Par Michel LAGACÉ

Ce désastre fait suite aux inondations de 2011, 2014, 2017 et 2022.

Au moment d’écrire ces lignes, le gouvernement provincial a indiqué que plus de 500 000 sacs de sable ont été fournis à Peguis, et plus de 37 000 à la communauté voisine de Fisher River. Et le Premier ministre manitobain, Wab Kinew, s’est rendu sur place pour ranger quelques sacs de sable et pour parler d’une « course contre la montre ».

S’il est un aspect positif de cette catastrophe, c’est que les membres de la communauté et des individus venus d’ailleurs au Manitoba se sont portés bénévoles pour aider à construire des digues temporaires qui protégeraient au moins une partie des habitations menacées par les eaux. Il ne fait aucun doute que la population traverse une autre crise qui provoque énormément de stress. Le besoin de se déplacer temporairement et la possibilité de retourner à une maison endommagée par l’eau sont sources d’angoisse pour les résidents. L’appui de bénévoles ne peut qu’apporter quelque réconfort.

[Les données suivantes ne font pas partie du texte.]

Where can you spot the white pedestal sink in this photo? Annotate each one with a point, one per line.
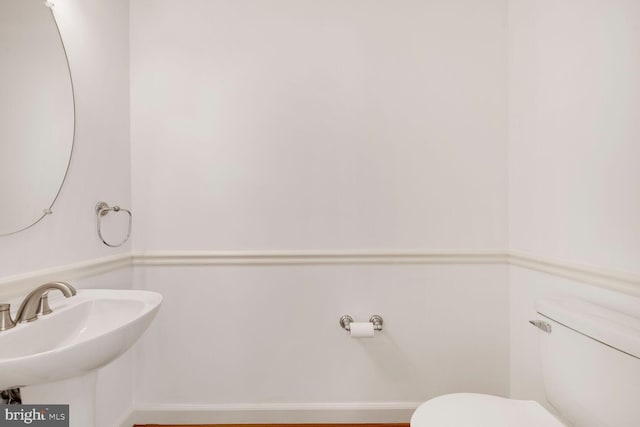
(55, 359)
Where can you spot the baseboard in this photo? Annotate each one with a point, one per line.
(314, 413)
(127, 420)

Pourtant, depuis l’inondation de 2022, plusieurs élus fédéraux ont reconnu la nécessité de renforcer Peguis avec des protections robustes et durables. Le Premier ministre à l’époque, Justin Trudeau, s’est engagé à planifier des protections permanentes. Cette année, Rebecca Chartrand, la ministre des Affaires du Nord et de l’Arctique, et un porte-parole pour la ministre des Services aux Autochtones, affirment que des discussions sont toujours en cours et qu’ils cherchent des solutions permanentes.

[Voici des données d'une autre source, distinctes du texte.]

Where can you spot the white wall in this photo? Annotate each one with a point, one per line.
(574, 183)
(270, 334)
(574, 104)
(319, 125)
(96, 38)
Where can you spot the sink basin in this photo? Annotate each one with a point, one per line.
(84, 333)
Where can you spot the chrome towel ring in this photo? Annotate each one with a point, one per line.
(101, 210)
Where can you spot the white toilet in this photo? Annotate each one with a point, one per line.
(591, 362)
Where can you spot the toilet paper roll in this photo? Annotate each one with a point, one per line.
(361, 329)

Il faut reconnaître l’extraordinaire patience des dirigeants de la Première Nation de Peguis dont le chef, Stan Bird, affirme qu’il a récemment entretenu des discussions positives avec des responsables fédéraux. Car cette Première Nation a longtemps souffert des injustices imposées par le gouvernement canadien. Et elle est héritière d’une histoire importante : elle porte le nom du chef Peguis qui a mené sa bande de l’actuel Sault-Ste-Marie jusqu’à un établissement à Netley Creek puis à la réserve St. Peter’s, aujourd’hui East Selkirk. Après un transfert de terre illégal en 1907, la Première Nation a été déplacée là où elle se trouve actuellement.

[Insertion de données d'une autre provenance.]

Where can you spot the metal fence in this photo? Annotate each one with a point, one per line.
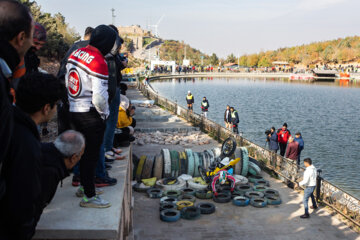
(285, 169)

Le 29 juin 1998, après 91 ans de lutte, le Canada a confirmé que la reddition de 1907 était nulle parce qu’elle n’avait pas respecté les exigences de la Loi sur les Indiens de 1906. Cette cession illégale qui a entraîné des pertes de terres et des pertes économiques explique pourquoi Peguis se trouve aujourd’hui sur des terres marécageuses menacées régulièrement par des inondations.

Il y a donc longtemps que le gouvernement fédéral a le devoir de mettre en œuvre des mesures protectrices permanentes. Une injustice historique et une crise humanitaire doivent l’interpeller à agir sans délai.